Microsoft PowerPoint, as well as Google Slides, has always been the go-to for school projects, but now there is a new tool in the school’s arsenal: WeVideo. The Carmel Unified School District subscribed to the premium version of WeVideo for $3,000 in early October, but students have not accepted it as some teachers intended.
“I liked that [WeVideo] was self-explanatory and quick to use,” junior Catherine Ogata says. “But it was annoying that only one person could work on it at a time.”
The video-making platform was purchased with the hopes of giving students a more creative outlet than PowerPoint, and on that aspect it delivers. The majority of students who have used the program have said that it is easy to use and that they can quickly create a short film with text and audio.
“I use [WeVideo] as an alternative form of assessment,” CHS French teacher Suzanne Marden says. “Students can be creative and show what they learned in a creative fashion that is a little more autonomous.”
Since WeVideo can record audio, it is an easy replacement for the archaic Photostory, and because WeVideo is website-based, students can take their projects home to work on them.
“Part of the problem is sometimes more powerful software is harder for novices to use,” says Colin Matheson, the district’s technological advisor. “When people are really good at video-editing they can use all the features of something like Final Cut, but when people are not very good at video-editing some of the features can confuse them, and something simpler is better.”
Final Cut Pro is Apple’s top-notch video-editing software that runs for $300 per computer, and since Final Cut is only compatible with Apple computers every student would need a Mac to do multi-media projects, and that would be a lot of unnecessary cost for just a few projects.
To put it in perspective, Acer Chromebooks cost about $200 and new Macs start at over $999. The school has subscribed to WeVideo for a full year, getting 1,000 premium accounts for about $3,000 a year, while Final Cut cost $300 per Apple computer. Clearly, WeVideo is the more economical route.
“It’s not as great as we thought it would be,” history teacher Joe McCarty says. “We also get more publishing rights with the paid version.”
Teachers and students both agree that WeVideo isn’t the best video platform out there—there’s Final Cut and iMovie—but it may be the best option available for students on their Chromebooks. The only other option, according to Matheson, would be the YouTube editor, which is far more limited.
WeVideo also has a slight issue with the school’s filter, iBoss.

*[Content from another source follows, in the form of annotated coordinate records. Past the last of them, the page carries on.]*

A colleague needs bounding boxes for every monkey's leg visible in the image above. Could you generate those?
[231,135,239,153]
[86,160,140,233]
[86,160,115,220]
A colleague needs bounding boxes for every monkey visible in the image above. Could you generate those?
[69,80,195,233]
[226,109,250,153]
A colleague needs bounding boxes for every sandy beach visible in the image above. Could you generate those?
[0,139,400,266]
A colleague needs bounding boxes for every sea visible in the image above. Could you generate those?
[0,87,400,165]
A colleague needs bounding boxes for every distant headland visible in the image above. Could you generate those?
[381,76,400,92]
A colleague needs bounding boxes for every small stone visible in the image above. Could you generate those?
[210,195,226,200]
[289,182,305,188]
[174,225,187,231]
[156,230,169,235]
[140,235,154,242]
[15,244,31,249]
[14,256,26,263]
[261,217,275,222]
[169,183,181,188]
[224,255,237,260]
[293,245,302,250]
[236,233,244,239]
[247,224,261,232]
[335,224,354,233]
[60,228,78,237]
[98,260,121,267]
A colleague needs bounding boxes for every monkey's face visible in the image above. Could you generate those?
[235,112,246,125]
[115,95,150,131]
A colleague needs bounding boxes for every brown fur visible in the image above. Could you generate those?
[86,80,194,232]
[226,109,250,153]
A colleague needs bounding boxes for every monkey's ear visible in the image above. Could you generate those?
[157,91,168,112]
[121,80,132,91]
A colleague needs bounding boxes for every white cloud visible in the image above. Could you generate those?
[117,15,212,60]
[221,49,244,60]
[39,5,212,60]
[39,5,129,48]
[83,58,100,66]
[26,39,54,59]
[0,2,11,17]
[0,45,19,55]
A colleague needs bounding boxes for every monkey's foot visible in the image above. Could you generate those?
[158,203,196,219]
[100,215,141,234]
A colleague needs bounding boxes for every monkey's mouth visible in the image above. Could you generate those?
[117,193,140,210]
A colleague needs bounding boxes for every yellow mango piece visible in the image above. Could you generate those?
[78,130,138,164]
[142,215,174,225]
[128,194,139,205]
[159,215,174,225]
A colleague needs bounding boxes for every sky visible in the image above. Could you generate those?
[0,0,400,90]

“[The tech department] understands that the filter is getting in the way of student projects,” Matheson says. “It’s just trying to figure out how to get the new filter to open up for high schoolers to get their work done.”
For students to fully access WeVideo in each class, the premium version is a necessity; the free version only allows a total of five minutes of film time. That is fine for one class, but when a student needs to make a video for another class they must have the premium version.
“I think kids like making videos,” computer teacher Tom Clifford adds. “They like the transitions; they like to choose different images to come in and how they come in.”
Students tend to agree that video is an underused form of media in schools; everything is about PowerPoint and that is how the majority of teachers choose to get their information across.
“I really like that you can put your voice over it, and that is like a slideshow,” freshman Hunter Heger says. “With PowerPoint, you have to present it live, but with WeVideo you can go over it many times before it is due.”
WeVideo is a relatively new company, and their platform is not yet perfect. There are numerous editing issues that students have found: the slow download time, the glitches and the lack of live sharing capabilities. The last means that two students cannot work on the same video at the same time.
“If something isn’t working there is not much we can do about it, except for give feedback to WeVideo,” Matheson says.
Although the premium version of WeVideo isn’t everything that the school expected, it is a cost effective program that allows for students to create videos on their Chromebooks.